On getting involved in broadcast journalism: [My dad is a journalist] and when we were kids, every time there were home movies, he would hand me a microphone and say, stand up and tell everyone what we’re doing today. So I was always in that mindset. And before I started skating I wanted to get involved in broadcast journalism. I’ve always enjoyed writing, always enjoyed being in front of a camera. So it just seemed the natural step to take after my skating career.
On blogging: I started writing for True/Slant because they didn’t have anyone writing for them about skating at the time, and they were receptive to the idea. I’m not trying to be a journalist who calls up skaters and interviews them after every competition.

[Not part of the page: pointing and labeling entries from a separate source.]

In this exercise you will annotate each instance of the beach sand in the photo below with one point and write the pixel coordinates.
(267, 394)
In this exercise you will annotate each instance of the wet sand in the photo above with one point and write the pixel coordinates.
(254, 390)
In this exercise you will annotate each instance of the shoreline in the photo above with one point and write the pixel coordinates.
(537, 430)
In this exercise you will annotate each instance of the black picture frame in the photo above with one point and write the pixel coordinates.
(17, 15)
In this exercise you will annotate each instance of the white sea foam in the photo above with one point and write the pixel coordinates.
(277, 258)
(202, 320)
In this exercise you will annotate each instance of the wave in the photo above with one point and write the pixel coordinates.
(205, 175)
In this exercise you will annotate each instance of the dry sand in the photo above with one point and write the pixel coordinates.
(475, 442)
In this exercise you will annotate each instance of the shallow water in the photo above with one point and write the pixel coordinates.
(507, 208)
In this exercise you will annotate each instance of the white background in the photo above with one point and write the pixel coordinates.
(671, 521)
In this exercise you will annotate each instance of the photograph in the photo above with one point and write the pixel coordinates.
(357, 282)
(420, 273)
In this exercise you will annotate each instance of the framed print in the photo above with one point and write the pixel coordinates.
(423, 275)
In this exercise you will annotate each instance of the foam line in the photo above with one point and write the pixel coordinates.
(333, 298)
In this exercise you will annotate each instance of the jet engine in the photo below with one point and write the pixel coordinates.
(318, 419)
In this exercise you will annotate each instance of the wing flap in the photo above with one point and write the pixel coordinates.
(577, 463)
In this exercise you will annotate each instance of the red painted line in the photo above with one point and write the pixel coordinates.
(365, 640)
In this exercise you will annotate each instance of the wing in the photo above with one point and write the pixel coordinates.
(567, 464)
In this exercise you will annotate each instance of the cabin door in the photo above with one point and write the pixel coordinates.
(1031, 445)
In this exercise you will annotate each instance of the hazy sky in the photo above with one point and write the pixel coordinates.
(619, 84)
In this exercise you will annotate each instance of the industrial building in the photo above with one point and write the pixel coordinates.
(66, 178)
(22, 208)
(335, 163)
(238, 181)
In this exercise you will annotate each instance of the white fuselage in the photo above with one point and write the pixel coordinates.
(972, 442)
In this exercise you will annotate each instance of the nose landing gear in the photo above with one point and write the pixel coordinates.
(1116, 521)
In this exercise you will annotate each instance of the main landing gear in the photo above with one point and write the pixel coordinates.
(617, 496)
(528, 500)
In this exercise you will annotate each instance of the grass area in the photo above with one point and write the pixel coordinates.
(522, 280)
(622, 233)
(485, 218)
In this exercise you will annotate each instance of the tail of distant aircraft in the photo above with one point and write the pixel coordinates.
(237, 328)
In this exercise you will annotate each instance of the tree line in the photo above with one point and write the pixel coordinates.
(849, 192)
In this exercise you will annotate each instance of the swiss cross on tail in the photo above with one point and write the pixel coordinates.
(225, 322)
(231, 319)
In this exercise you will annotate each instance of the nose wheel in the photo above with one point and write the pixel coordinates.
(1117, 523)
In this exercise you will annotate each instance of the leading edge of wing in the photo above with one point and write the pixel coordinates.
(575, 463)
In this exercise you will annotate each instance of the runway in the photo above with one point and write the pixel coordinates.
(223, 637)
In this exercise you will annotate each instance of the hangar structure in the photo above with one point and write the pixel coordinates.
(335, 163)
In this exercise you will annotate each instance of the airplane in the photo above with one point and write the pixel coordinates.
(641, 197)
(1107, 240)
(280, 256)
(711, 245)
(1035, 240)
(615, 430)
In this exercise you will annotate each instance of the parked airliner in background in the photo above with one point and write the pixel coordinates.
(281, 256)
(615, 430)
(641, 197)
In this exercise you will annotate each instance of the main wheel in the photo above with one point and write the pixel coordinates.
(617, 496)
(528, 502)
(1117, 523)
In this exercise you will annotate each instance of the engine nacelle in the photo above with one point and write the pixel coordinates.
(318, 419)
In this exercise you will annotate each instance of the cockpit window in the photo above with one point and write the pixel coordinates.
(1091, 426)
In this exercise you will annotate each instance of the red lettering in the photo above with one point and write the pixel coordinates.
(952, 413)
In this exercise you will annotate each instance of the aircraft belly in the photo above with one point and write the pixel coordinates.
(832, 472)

I’m more trying to uncover things in the sport that the mainstream media doesn’t cover but that I know about from having been in the sport, things that even fans don’t know about, like overzealous skating parents [laughs]. I’m trying to come up with topics that people don’t hear about because they don’t get it from mainstream media. [Some of it] is hard to write, but it’s the truth. And if it’s not the truth, why not put it out there? There’s probably people that have parents that are intense as my mom [could be], and there’s people struggling with eating disorders, and I think by being honest, people appreciate that and can relate to that.
On her claim to be “running from the Russian federation”: I went to the [2004] Cup of Russia [competition], and the medalists and the people who skated in the exhibition, like Evan Lysacek, they received a glass egg. And after the competition, he and I were in my room, and we had the egg, and we were upset or something happened, and the egg smashed on the floor. And a few hours later, he and I were on the bus going to the airport, and someone got on saying, is Jennifer Kirk on the bus, so of course we had to get off. And they accused us of trashing a hotel room, which we didn’t do. The last night of a competition, skaters are partying a lot, there’s glass in the hotel room, the drawers are pulled out because you’re getting packed to go to the airport — it looks a certain way. But he and I had to write a letter to the Russian federation apologizing, and asking permission to get back into the country for the world championships a few months later. I don’t even know if I’m supposed to be talking about it, but it was a big scandal. We had to meet with the US Figure Skating Association and explain what happened. It looked one way, but I can promise you it wasn’t like that at all [laughs].
At the time it happened I didn’t have a printer, and I remember sitting at Kinko’s thinking what I was going to write in my letter and how I was going to apologize. “Dear Russian Federation, I’m sorry I broke your egg” [laughs].
On her skating now: The last time I skated was probably about a year ago. I had a friend who was training for some events, and she asked me to help her, so I got on the ice and skated a few sessions. It’s surprising how fast it comes back to you, because before that I hadn’t been on the ice for about three and a half years. I don’t really crave skating any more — I prefer talking and writing about it.